French professional driver Adrien Tambay drove a production Nexo at an altitude of 2,220 meters for 6 hours, doing 190 laps on a single tank of hydrogen. The Endurance Record generated 267.8 cubic meters of purified air, according to official measurements.
The car boasts a specific advanced system of air purification which filters and retains 99% of ultrafine particulate matter (PM 2.5) and harmful gases, such as sulfur dioxide and nitrogen dioxide, before the fuel cell uses it to create electricity and water vapor. An electric motor, powered by a fuel cell, has again shown that it is capable of capturing air, and therefore oxygen, and combining it with hydrogen to generate electricity and water. The air is purified from the fuel cell.
The proof of the record with Hyundai Nexo (SUV price list) took place on Tuesday 14 December at 7 am Thanks to its altitude of 2,200 meters, the International Record Center for Decarbonised Vehicles in Val Thorens guaranteed extreme conditions with a temperature of -6 ° C and a layer of ice of 11 centimeters to cover the circuit.

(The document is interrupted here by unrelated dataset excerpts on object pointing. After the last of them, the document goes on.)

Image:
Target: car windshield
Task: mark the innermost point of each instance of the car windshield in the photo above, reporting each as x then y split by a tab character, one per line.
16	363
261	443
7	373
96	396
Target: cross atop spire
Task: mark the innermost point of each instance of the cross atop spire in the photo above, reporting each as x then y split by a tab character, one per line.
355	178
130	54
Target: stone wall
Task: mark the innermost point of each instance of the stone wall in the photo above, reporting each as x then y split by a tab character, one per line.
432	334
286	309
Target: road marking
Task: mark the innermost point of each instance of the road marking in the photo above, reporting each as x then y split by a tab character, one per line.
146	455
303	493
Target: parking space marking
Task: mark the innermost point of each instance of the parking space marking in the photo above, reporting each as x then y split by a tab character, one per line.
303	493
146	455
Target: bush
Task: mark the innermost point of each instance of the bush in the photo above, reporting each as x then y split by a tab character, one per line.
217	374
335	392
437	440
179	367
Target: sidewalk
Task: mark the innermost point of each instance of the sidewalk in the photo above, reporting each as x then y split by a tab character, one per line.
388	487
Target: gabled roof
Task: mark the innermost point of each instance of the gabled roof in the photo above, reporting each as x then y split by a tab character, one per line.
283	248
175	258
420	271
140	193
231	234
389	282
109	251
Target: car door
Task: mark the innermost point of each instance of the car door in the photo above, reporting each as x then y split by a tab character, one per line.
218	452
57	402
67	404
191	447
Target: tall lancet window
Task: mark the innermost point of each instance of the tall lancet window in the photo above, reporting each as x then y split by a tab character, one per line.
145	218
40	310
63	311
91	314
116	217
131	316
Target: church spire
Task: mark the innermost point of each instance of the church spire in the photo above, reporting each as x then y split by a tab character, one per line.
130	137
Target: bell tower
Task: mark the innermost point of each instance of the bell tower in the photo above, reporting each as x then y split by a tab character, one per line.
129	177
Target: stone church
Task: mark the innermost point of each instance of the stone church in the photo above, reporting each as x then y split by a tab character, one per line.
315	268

Tambay was joined by Bertrand Piccard, Swiss explorer and environmentalist, promoter of the Solar Impulse Foundation and brand ambassador of Hyundai Motor Europe. Piccard himself had already set a record with a production Nexo in normal traffic conditions driving 778 km through France in 2019, beating the world record for the longest distance traveled with a fuel cell electric vehicle. On the way, 404.6 cubic meters of air had been purified, equivalent to the volume of air that 23 people would breathe in one day.